I have been accepting, for the most part, of our situation. I once heard a sentiment from a very wise woman to the effect that when you disagree with reality you are incorrect 100% of the time. We have been in a situation where we have very little ability to influence; I recall from a popular book on negotiating from many years ago that there are 3 dominant factors: information, knowledge and power. We are lacking in all.
I am resigned to not departing until Thursday evening - it will actually be Friday morning before we hit the road. I do regret missing out on so much of France - we have decided to do France-lite in order to not sacrifice time in Italy. We will also blow off Spain, unfortunately; we had planned to briefly visit Bilbao and Barcelona and to visit a Salvador Dali museum.

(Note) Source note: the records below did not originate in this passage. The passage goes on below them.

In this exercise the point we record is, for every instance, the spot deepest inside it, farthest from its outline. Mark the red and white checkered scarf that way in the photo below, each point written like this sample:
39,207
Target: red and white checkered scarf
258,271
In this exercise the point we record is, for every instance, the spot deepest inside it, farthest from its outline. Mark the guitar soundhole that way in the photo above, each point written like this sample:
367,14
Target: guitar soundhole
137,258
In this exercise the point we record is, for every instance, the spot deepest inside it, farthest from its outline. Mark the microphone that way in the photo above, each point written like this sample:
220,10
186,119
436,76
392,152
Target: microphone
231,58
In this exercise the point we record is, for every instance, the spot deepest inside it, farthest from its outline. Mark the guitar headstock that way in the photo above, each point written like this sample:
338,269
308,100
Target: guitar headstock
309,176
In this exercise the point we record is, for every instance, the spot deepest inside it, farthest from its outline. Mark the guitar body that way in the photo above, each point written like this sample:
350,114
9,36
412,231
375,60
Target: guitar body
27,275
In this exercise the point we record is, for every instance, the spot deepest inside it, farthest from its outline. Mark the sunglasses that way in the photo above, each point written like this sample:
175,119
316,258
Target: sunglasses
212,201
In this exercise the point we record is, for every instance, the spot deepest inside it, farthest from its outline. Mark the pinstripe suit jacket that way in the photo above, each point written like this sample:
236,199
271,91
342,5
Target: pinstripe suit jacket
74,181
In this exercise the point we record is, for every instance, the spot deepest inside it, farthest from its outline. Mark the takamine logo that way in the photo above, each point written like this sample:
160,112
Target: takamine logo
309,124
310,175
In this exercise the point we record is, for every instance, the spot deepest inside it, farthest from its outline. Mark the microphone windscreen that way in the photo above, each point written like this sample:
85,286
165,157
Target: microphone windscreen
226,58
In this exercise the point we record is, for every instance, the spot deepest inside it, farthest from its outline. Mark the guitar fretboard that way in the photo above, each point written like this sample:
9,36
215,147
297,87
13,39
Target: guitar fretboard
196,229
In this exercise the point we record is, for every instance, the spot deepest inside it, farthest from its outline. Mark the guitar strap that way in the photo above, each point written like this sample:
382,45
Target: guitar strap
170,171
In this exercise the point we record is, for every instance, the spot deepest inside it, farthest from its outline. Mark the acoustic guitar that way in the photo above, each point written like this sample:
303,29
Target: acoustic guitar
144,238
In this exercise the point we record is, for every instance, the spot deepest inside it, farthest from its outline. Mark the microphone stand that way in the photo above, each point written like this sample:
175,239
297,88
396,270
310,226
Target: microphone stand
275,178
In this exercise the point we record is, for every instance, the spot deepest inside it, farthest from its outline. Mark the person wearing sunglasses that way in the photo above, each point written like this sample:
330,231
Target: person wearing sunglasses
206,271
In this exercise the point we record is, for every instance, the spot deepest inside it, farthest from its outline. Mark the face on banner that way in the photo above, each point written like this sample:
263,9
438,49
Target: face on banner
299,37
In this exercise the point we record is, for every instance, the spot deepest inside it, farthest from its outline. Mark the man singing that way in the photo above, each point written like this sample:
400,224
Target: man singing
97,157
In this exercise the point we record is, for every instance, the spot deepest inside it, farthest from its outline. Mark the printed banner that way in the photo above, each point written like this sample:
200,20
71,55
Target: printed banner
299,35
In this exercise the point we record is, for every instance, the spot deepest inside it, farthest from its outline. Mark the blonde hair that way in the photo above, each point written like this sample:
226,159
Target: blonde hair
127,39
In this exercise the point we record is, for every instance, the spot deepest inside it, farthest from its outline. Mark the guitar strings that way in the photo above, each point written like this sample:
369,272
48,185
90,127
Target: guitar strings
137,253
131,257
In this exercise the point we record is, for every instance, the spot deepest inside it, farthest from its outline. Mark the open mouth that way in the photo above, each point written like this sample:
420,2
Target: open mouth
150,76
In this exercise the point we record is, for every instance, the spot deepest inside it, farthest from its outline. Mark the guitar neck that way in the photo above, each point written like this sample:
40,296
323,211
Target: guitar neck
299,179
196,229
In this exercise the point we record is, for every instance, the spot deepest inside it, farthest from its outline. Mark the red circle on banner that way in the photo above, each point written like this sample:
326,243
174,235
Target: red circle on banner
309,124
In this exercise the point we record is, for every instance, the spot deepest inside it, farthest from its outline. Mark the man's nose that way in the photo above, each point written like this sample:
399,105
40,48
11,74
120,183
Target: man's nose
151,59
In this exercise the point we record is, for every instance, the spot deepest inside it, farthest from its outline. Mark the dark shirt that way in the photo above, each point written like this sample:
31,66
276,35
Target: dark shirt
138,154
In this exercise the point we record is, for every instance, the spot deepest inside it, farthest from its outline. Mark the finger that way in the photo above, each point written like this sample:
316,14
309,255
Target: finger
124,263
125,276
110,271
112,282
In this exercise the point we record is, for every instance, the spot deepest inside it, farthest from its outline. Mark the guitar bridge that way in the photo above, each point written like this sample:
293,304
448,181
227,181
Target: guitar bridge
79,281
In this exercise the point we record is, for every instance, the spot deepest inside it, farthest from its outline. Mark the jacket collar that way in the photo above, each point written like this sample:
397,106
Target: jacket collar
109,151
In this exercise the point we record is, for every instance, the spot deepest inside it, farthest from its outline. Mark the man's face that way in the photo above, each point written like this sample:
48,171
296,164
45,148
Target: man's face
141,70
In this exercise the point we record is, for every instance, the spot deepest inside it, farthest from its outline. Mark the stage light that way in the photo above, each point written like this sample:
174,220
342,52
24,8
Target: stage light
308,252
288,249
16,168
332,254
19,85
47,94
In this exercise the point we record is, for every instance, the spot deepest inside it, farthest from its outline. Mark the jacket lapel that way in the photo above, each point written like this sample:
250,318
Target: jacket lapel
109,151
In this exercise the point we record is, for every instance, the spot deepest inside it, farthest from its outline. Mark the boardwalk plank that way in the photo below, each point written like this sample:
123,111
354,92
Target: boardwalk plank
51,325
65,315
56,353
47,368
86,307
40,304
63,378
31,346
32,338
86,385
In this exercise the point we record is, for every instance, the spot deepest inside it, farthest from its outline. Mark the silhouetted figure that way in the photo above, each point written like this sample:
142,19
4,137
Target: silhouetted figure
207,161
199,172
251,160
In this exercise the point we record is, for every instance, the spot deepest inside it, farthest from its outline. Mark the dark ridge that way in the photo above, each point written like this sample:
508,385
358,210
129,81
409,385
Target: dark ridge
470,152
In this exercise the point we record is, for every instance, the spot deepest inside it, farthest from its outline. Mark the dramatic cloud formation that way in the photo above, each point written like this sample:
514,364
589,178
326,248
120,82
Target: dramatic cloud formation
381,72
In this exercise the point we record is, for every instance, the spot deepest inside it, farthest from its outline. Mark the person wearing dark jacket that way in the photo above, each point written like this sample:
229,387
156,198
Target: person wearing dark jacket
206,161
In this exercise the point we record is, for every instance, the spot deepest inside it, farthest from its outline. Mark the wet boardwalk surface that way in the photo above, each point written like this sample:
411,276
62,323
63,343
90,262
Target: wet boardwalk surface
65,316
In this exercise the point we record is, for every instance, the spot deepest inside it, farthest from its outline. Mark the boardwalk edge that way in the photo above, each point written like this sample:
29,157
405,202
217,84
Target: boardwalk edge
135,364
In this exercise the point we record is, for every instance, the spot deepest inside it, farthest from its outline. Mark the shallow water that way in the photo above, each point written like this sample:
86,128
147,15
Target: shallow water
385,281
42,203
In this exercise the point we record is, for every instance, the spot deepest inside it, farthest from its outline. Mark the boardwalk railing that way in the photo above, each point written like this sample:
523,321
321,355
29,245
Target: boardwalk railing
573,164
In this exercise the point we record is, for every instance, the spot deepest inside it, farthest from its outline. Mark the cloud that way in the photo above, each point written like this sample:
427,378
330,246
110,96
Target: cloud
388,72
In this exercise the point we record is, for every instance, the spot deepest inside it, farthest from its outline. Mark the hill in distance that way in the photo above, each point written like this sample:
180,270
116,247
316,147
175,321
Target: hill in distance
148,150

It has been beneficial to our enjoyment of the trip and each other that neither of us went off the deep end during this time and that we manage to come back to equilibrium and acceptance after brief excursions into annoyance and frustration with the situation. I have a tendency to remain on an even keel - a dual-edged sword in my life - while Claire is more apt to respond from an emotional place at first. But, we both accept where we are and gradually come back to center, if not by the end of the day, at least in the morning; then, we begin again to look forward to all we still hope to see and experience. I think we both understand where the other comes from and realize that we are heading in the same direction and are able to let the differences slide even as they are resolved or worked out.
Just before leaving on this trip, I asked one of my teachers for suggestions about how to maintain my (Buddhist) meditation practice over the year. He suggested that I not worry about that since travel itself was a powerful teacher. I am finding that to be true. Patience, for example, is one of my very weak points; since Claire also has challenges in that area, this provides me with opportunities to stop and reflect on what I am doing (or reacting to) and why; I also have opportunities to consider how she sees things and how her filters and reactions are different simply because we are different people with different histories. The differences, thus, become facts rather than problems.
Ultimately, I think the best is yet to come - where have I heard that, before? - and I recall, frequently, Diane's offhand comment several years ago about Claire being the "perfect life partner." I think she just about nailed it; how fortunate I am.
Patience is just procrastination without the anxiety.